Two Look At Two - Poem by Robert Frost

Love and forgetting might have carried them 
A little further up the mountain side 
With night so near, but not much further up. 
They must have halted soon in any case 
With thoughts of a path back, how rough it was 
With rock and washout, and unsafe in darkness; 
When they were halted by a tumbled wall 
With barbed-wire binding. They stood facing this, 
Spending what onward impulse they still had 
In One last look the way they must not go, 
On up the failing path, where, if a stone 
Or earthslide moved at night, it moved itself; 
No footstep moved it. 'This is all,' they sighed, 
Good-night to woods.' But not so; there was more. 
A doe from round a spruce stood looking at them 
Across the wall, as near the wall as they. 
She saw them in their field, they her in hers. 
The difficulty of seeing what stood still, 
Like some up-ended boulder split in two, 
Was in her clouded eyes; they saw no fear there. 
She seemed to think that two thus they were safe. 
Then, as if they were something that, though strange, 
She could not trouble her mind with too long, 
She sighed and passed unscared along the wall. 
'This, then, is all. What more is there to ask?' 
But no, not yet. A snort to bid them wait. 
A buck from round the spruce stood looking at them 
Across the wall as near the wall as they. 
This was an antlered buck of lusty nostril, 
Not the same doe come back into her place. 
He viewed them quizzically with jerks of head, 
As if to ask, 'Why don't you make some motion? 
Or give some sign of life? Because you can't. 
I doubt if you're as living as you look." 
Thus till he had them almost feeling dared 
To stretch a proffering hand -- and a spell-breaking. 
Then he too passed unscared along the wall. 
Two had seen two, whichever side you spoke from. 
'This must be all.' It was all.

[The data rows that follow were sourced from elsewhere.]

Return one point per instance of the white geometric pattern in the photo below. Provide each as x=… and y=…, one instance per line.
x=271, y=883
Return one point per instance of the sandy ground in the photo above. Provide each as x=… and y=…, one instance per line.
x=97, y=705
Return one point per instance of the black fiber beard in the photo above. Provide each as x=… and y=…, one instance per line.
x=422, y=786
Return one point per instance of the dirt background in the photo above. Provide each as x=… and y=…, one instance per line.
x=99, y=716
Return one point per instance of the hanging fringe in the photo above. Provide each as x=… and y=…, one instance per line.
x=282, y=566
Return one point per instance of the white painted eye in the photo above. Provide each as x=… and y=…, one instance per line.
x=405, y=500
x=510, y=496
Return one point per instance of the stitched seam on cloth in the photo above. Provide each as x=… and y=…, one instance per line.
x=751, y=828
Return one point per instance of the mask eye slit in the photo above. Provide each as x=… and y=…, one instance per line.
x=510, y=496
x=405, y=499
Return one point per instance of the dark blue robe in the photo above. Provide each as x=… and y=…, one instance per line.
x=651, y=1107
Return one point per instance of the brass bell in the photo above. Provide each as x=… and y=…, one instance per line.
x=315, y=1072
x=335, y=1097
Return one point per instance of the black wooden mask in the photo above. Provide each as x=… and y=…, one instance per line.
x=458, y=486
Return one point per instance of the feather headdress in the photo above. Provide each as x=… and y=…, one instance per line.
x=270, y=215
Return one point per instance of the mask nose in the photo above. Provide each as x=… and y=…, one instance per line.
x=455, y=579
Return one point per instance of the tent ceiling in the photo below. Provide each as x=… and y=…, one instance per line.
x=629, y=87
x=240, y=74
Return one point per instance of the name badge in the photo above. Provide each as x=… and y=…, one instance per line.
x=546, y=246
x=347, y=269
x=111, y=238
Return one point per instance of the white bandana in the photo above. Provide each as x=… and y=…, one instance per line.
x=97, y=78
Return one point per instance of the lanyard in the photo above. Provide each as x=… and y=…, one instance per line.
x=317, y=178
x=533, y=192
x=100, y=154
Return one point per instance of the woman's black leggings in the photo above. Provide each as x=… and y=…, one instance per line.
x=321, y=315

Still they stood, 
A great wave from it going over them, 
As if the earth in one unlooked-for favour 
Had made them certain earth returned their love. 

 

 

The Man He Killed—by Thomas Hardy

 

"Had he and I but met 

            By some old ancient inn, 

We should have sat us down to wet 

            Right many a nipperkin

 

            "But ranged as infantry, 

            And staring face to face, 

I shot at him as he at me, 

            And killed him in his place. 

 

            "I shot him dead because — 

            Because he was my foe, 

Just so: my foe of course he was; 

            That's clear enough; although 

 

            "He thought he'd 'list, perhaps, 

            Off-hand like — just as I — 

Was out of work — had sold his traps — 

            No other reason why. 

 

            "Yes; quaint and curious war is! 

            You shoot a fellow down 

You'd treat if met where any bar is, 

            Or help to half-a-crown."